DJR: Thank you for having me.
SPS: For any of our readers that haven’t come across your work previously, can you take a moment to tell us all a little about yourself and your work?
DJR: I am a social studies teacher in upstate New York. The Adventures of Silas Freethorn was my first book. I always wanted to get into writing but instead became a sporting goods sales representative and then a teacher. I work a lot with the English Department in my school on projects. We are constantly searching for historical fiction that can be used to link our curriculums. My first book was written to fit a need for early North American colonization adventure that we were struggling to find a book for. The setting for the book is the mid-1600’s and the main character grows up in Puritan New England before being forced to flee.
SPS: What are your perfect writing conditions, and how often do you write?

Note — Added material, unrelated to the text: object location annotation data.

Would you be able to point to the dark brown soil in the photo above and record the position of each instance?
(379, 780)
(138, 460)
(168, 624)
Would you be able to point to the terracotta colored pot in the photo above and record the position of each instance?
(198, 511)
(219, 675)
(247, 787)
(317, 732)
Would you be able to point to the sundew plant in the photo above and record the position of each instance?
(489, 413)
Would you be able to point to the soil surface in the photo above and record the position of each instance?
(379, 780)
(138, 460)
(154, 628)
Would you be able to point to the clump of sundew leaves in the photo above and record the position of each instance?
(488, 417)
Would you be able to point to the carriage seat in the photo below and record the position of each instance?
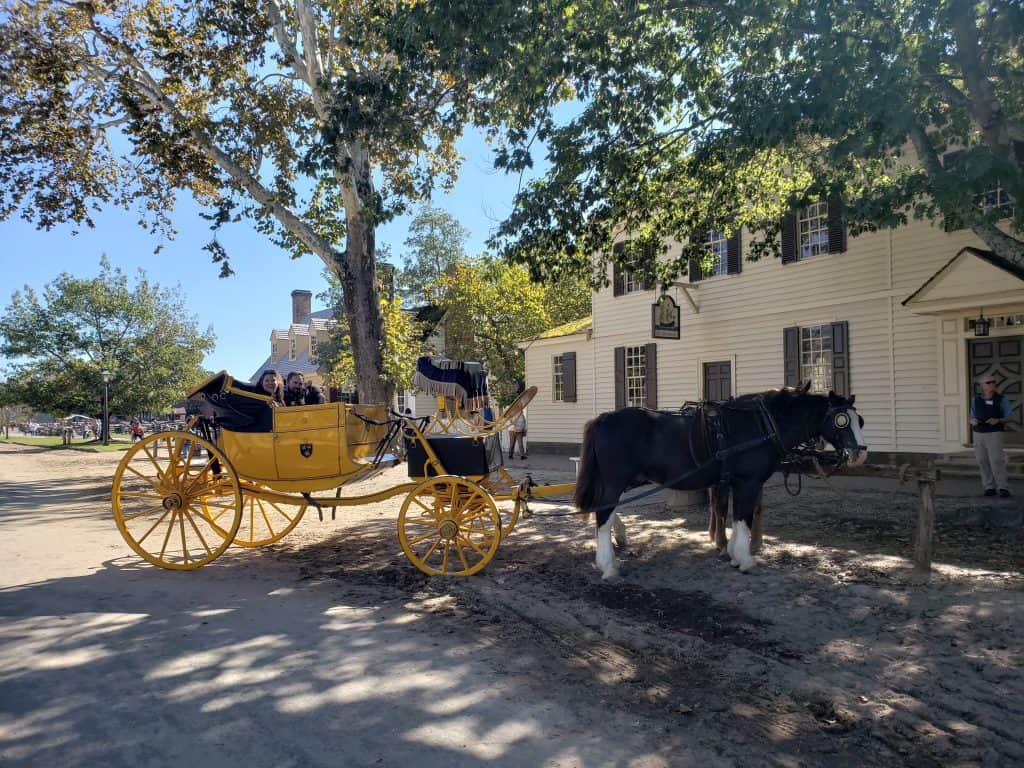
(238, 406)
(458, 455)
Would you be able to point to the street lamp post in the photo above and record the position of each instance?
(107, 416)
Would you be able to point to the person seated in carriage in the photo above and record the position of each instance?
(271, 385)
(298, 392)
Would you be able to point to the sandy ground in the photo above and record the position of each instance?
(329, 648)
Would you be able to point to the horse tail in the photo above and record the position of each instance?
(590, 486)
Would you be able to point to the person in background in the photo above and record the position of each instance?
(517, 435)
(272, 386)
(989, 413)
(297, 392)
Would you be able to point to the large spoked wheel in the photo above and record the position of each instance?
(263, 521)
(450, 526)
(157, 500)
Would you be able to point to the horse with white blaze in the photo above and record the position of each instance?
(748, 438)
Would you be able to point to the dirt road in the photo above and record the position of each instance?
(331, 649)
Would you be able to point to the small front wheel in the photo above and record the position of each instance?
(450, 526)
(158, 496)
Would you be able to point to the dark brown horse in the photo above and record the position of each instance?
(622, 448)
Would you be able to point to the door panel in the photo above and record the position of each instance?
(718, 381)
(1004, 358)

DJR: Late at night after my three children have gone to bed. All three are athletes and I coach at my school so most of my writing is done late or for full days on a school break or summer vacation. I am constantly taking notes and planning when working on a book to be ready for those writing opportunities when they arrive.
SPS: Can you put your finger on the moment where you decided that you wanted to publish your work?

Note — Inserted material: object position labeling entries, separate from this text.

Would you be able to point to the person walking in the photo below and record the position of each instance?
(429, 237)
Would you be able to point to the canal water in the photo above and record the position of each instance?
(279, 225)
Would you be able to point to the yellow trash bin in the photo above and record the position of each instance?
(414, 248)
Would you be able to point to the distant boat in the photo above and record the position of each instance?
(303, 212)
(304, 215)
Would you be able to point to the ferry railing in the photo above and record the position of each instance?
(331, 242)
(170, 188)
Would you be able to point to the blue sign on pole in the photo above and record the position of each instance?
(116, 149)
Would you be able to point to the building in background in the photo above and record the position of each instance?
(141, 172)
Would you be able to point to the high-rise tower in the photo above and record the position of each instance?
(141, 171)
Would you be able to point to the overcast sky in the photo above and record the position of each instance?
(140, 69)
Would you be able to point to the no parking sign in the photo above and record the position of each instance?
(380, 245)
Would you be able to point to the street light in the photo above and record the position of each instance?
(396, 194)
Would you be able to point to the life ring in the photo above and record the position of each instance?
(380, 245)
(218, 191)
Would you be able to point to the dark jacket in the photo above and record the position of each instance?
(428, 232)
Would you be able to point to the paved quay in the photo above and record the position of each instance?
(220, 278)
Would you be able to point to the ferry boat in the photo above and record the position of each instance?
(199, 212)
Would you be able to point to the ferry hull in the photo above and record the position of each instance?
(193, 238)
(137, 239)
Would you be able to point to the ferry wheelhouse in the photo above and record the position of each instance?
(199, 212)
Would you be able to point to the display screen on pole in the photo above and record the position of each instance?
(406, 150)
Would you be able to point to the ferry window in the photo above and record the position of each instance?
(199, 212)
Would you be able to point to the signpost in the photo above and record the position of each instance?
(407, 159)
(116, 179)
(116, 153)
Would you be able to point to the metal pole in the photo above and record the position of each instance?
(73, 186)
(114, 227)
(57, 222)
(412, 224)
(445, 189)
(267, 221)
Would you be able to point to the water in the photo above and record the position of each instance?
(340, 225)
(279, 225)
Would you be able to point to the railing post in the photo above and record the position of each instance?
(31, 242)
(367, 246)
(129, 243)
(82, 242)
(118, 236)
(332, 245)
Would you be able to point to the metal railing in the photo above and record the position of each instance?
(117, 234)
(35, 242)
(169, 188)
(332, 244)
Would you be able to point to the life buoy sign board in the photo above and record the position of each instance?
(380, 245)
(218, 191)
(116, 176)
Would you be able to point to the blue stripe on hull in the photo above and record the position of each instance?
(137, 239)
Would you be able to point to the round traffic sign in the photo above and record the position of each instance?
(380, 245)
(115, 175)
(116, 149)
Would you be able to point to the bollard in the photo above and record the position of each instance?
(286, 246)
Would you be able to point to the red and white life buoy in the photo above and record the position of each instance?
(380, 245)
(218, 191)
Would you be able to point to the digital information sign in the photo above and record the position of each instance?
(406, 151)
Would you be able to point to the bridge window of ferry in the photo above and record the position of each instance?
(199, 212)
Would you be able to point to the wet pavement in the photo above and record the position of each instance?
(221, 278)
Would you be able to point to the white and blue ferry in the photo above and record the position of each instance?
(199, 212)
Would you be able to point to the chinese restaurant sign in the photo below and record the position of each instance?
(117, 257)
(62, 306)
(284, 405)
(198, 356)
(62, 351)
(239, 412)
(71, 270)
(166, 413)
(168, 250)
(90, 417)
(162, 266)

DJR: When the idea for the Silas Freethorn book came to me in early 2013. All the literature I had come across for early colonization was based in English, Spanish, French, or Native American Indian cultures. It occurred to me to write an adventure book that took one character through all these cultures. It was always my goal to eventually publish but really became a reality when my wife read it and gave her stamp of approval.
SPS: Why do you think it is that you have found yourself writing in the style that you do?

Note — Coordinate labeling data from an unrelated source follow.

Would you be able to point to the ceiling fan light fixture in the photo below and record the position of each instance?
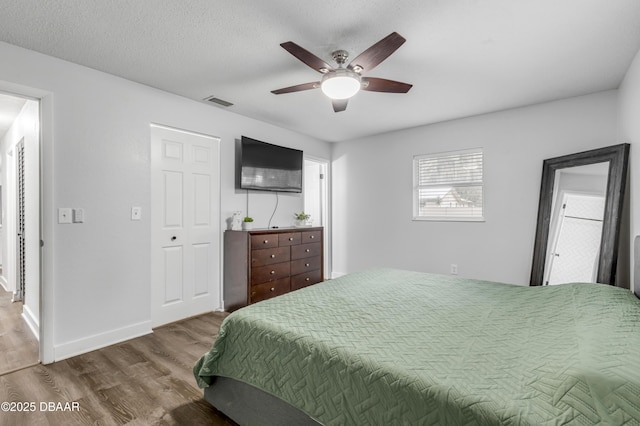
(340, 84)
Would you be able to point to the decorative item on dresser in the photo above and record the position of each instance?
(260, 264)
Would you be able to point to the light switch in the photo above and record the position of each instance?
(64, 215)
(78, 215)
(136, 213)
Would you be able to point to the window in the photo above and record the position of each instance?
(448, 186)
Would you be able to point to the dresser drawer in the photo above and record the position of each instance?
(311, 237)
(305, 279)
(289, 239)
(263, 274)
(304, 265)
(269, 256)
(306, 250)
(269, 290)
(264, 241)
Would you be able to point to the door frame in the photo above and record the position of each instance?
(217, 209)
(556, 229)
(47, 215)
(326, 211)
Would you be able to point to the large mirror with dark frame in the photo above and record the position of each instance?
(579, 213)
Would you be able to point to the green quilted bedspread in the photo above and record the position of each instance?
(394, 347)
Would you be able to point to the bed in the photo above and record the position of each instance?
(390, 347)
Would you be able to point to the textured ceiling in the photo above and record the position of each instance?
(463, 57)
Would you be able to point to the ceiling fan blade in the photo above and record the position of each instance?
(307, 57)
(339, 104)
(383, 85)
(297, 88)
(377, 53)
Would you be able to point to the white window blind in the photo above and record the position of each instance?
(449, 186)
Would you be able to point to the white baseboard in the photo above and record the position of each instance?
(98, 341)
(31, 320)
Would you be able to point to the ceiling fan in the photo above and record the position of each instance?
(342, 83)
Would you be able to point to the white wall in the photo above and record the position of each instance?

DJR: To find historical fiction that appeals to the English teacher I work with, we have read nearly a hundred books over the last 15 years. I am also the Middle School Book Club advisor at my school and constantly read Young Adult titles. I’m sure this combination has influenced my style.
SPS: What would you say, if anything, best differentiates you from other authors?
DJR: It is easiest to answer this with feedback readers have given me. People seem to enjoy that the story contains adventure and a strong male role model but also an innocent love story that shows a sensitive side to my writing.
SPS: Where does the inspiration for your work come from?
DJR: The desire to write books that have an emotional impact on the reader, like my favorite young adult authors R.J. Polacio, John Green, and Karen Hesse consistently accomplish.
SPS: Have you received a favourite review of your work?
DJR: Rhonda Triller from The Post Star Newspaper wrote a nice piece for an article on local authors. The reviews that have impacted me the most are those by older readers that have praised Silas Freethorn for taking them on a trip down memory lane of their middle school years in a very entertaining way.
SPS: What’s next on the self-publishing horizon for yourself?
DJR: Raising Dad, Using Middle School Rules is in the late editing stages. Written from the perspective of an eighth grade girl and her seventh grade brother, they struggle to hold their family together after experiencing a tragedy. The girl uses school rules she has learned to guide her through emerging challenges at home and in school. Each chapter title is a school rule. I am very excited about the positive reaction from my first group of readers. I also have a professional article that is going to appear in the next edition of NYSEC’s publication, The English Record.
SPS: Was the Self-Published/Indie-Published route always your preferred route for your work?
DJR: No, but after speaking to some people in publishing and learning about the differences between traditional and self publishing it seemed like the better option for me. Being a teacher, coach, and parent are also big parts of my life. It’s nice to be able to write when I can, with no pressure of deadlines, for now.
SPS: Has the experience so far been all that you thought it would be?
DJR: It has been rewarding in many ways. I was not prepared for the fact that marketing would be a whole other job, that now shares time with finding opportunities to write. I’ve always been kind of private in my personal life. I’m now on Facebook, Twitter, Instagram, and learning to adjust to sharing my journey.
SPS: If you could give one piece of advice for someone looking to get into writing, what would it be?
DJR: Before you publish, do a lot of research on the marketing aspect.
SPS: Before we bring this interview to a close, it’s your chance to name-drop. Anyone who you feel is deserving of more recognition at present or someone whose writing you have recently enjoyed? Now is your chance to spread the word…
DJR: Rebecca Rupp, Megan Abbott, JD Spero all have great books I have recently read.
SPS: Thank you for joining us today, and all the best for the future.
DJR: I have really enjoyed the opportunity.